Bandung, Prabunews.com – Aktifitas masyarakat pada saat ini sepertinya sudah nampak seperti biasanya. Hal itu terlihat dari banyaknya destinasi nongkrong warga kota Bandung yang dipadati oleh masyarakat manakala setiap akhir pekan.
Seperti halnya hari ini, banyak warga yang melakukan aktifitas menghabiskan waktu libur pekannya dengan bersepeda ataupun menggunakan kendaraan bermotor secara sendirian atau berkelompok kemudian menuju destinasi nongkrong tersebut.
Salah satu destinasi nongkrong warga itu diantaranya area Gedung Sate dan sekitarnya.

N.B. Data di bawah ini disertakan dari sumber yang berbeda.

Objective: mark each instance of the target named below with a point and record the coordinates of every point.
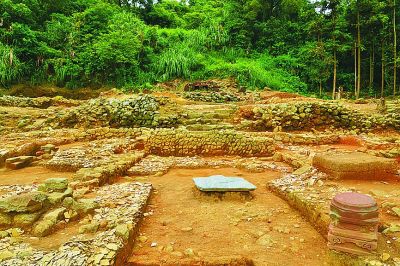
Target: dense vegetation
(292, 45)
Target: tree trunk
(383, 70)
(320, 88)
(355, 68)
(358, 56)
(334, 74)
(394, 49)
(371, 66)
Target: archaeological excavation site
(199, 174)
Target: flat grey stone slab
(221, 183)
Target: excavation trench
(184, 228)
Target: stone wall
(132, 112)
(216, 97)
(308, 115)
(169, 142)
(42, 102)
(100, 175)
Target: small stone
(122, 230)
(189, 252)
(105, 262)
(4, 255)
(5, 219)
(169, 248)
(143, 239)
(26, 219)
(385, 256)
(177, 254)
(89, 228)
(112, 246)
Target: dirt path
(263, 229)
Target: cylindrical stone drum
(354, 223)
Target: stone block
(223, 184)
(28, 202)
(5, 219)
(54, 185)
(19, 162)
(46, 225)
(26, 219)
(354, 165)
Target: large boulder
(355, 165)
(19, 162)
(28, 202)
(46, 225)
(54, 185)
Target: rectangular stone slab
(355, 165)
(221, 183)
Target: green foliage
(177, 62)
(255, 72)
(285, 45)
(10, 65)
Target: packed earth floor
(109, 180)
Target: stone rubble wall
(308, 115)
(142, 111)
(109, 247)
(167, 142)
(41, 102)
(98, 176)
(216, 97)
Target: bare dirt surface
(264, 229)
(30, 175)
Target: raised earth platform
(354, 165)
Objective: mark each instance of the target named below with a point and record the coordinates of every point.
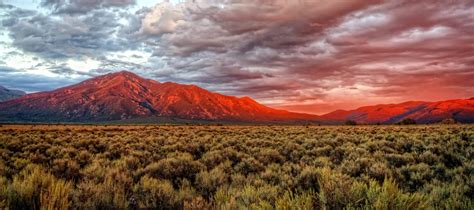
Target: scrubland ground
(236, 167)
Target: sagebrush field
(236, 167)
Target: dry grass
(233, 167)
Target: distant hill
(7, 94)
(459, 110)
(125, 96)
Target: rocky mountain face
(7, 94)
(461, 110)
(124, 95)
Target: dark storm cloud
(66, 36)
(293, 54)
(33, 83)
(330, 48)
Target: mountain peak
(124, 95)
(124, 73)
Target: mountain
(460, 110)
(6, 94)
(124, 96)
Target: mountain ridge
(124, 95)
(8, 94)
(461, 110)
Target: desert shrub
(155, 193)
(174, 168)
(66, 169)
(237, 167)
(115, 191)
(209, 181)
(350, 122)
(33, 188)
(386, 196)
(292, 200)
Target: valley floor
(233, 167)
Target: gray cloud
(280, 52)
(83, 6)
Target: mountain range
(127, 97)
(7, 94)
(124, 96)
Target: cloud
(83, 6)
(303, 55)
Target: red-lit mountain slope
(462, 110)
(124, 95)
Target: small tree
(351, 122)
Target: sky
(312, 56)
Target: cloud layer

Dari sisi kedisiplinan warga masyarakat serta hubungannya dengan situasi yang masih dalam status belum aman dari Covid-19, masih sangat banyak warga yang masih tidak mengindahkan himbauan pemerintah dalam upaya mengurangi dampak penyebaran virus tersebut melakui kedisiplinan terhadap protokol kesehatan.
Tidak sedikit masyarakat yang tidak taat terhadap penggunaan masker, menjaga jarak dan tentunya membawa hand sanitizer.

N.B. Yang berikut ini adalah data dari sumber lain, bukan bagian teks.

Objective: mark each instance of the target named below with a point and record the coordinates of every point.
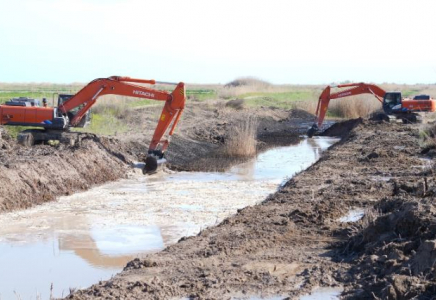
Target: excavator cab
(86, 118)
(392, 102)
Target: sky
(203, 41)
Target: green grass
(201, 94)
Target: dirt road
(294, 241)
(30, 176)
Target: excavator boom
(392, 102)
(70, 112)
(352, 90)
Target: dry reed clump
(355, 107)
(240, 139)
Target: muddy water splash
(89, 236)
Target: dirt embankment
(294, 241)
(30, 176)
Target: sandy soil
(294, 241)
(30, 176)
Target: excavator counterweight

Hal ini menjadi perhatian khusus bagi Aktivis Peduli Lingkungan Jawa Barat (PELIJA). Kenyataan tersebut mendorong para aktivis Pelija untuk melakukan sosialisasi dan edukasi Protokol Kesehatan termasuk pembagian masker dan hand sanitizer.

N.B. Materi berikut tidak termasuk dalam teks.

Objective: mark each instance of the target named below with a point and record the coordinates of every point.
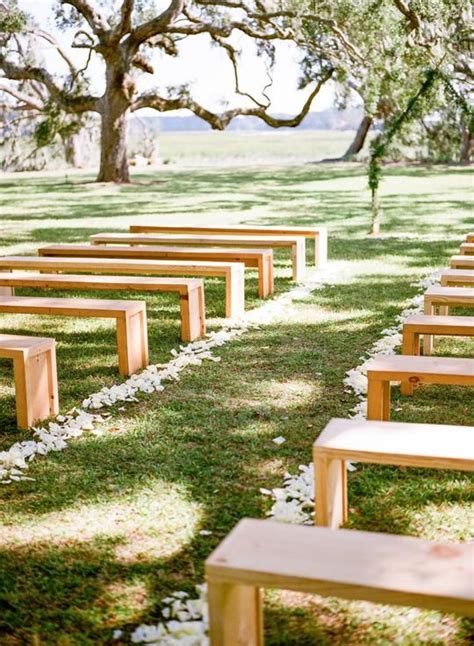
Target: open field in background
(245, 147)
(111, 526)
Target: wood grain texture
(367, 566)
(295, 243)
(233, 273)
(180, 257)
(317, 234)
(190, 291)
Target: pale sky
(206, 69)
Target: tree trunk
(467, 146)
(360, 137)
(375, 222)
(115, 107)
(113, 148)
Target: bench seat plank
(190, 290)
(411, 371)
(452, 277)
(467, 248)
(349, 564)
(261, 259)
(295, 243)
(35, 374)
(130, 316)
(232, 272)
(462, 262)
(317, 234)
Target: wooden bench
(411, 371)
(349, 564)
(440, 299)
(233, 273)
(295, 243)
(318, 235)
(462, 262)
(431, 446)
(189, 290)
(430, 326)
(35, 374)
(467, 249)
(130, 316)
(459, 277)
(261, 259)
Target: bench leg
(132, 343)
(428, 338)
(298, 259)
(235, 293)
(193, 314)
(265, 276)
(36, 388)
(330, 489)
(378, 400)
(321, 248)
(410, 345)
(235, 614)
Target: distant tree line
(380, 50)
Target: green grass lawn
(111, 526)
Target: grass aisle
(112, 525)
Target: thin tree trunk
(360, 137)
(467, 146)
(375, 222)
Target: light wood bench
(422, 324)
(467, 249)
(189, 290)
(318, 235)
(411, 371)
(462, 262)
(130, 316)
(381, 568)
(233, 273)
(431, 446)
(295, 243)
(35, 374)
(440, 299)
(260, 259)
(457, 277)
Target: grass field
(112, 525)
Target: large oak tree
(125, 35)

Mereka melakukan kegiatannya tepat di area Gedung Sate. Tidak hanya itu para aktivispun memberikan masker dan hand sanitizer secara cuma-cuma kepada warga masyarakat yang ada di sekitar lokasi kegiatan (26/7).
Uum Syarif Usman, Direktur SDM dan litbang
Pelija mengatakan bahwa masyarakat harus terus diedukasi melalui sosialisasi tentang kondisi yang sebenarnya, bahwa keadaan sekarang masih dalam masa pandemi.
Hal ini nampak dari jumlah kasus Covid-19 yang hadir. Selanjutnya masyarakatpun harus dibangun optimisme dengan senantiasa menjaga imunitas tubuh melalui masukan makanan bergizi dan berolah raga serta menjaga suasana hati untuk riang gembira dan bahagia. Selain itu masyarakat kita ajak tetap berada dalam suasana hari-hari yang tenang dengan tetap waspada.
Dirinya pun meminta agar aparat pemerintah terutama gugus tugas covid 19 harus mendisiplinkan diri juga jangan merasa cukup hanya dengan selebaran, spanduk, statement di media, selain memberikan contoh mereka harus rajin menghimbau diberbagai kesempatan termasuk disaat mereka seperti sekarang ini, ungkap Uum.
Regulasi penegakan aturan dengan pemberian sangsi yang digulirkan pemerintah, Uum mengatakan penegakan aturan idealnya harus persuasif sambil menunggu penyesuaian Adaptasi Kebiasaan Baru yang dilakukan masyarakat dan yang terpenting juga diharapkan pemerintah terus mensupport kebutuhan berupa bantuan yang memadai terutama bagi golongan masyarakat tertentu.
Semoga dengan banyaknya aktivis yang melakukan gerakan seperti ini akan mendorog percepatan pembangungan upaya peningkatan kesadaran warga masyarakat terhadap pentingnya gerakan pakai masker, jaga jarak dan gerakan CTPS.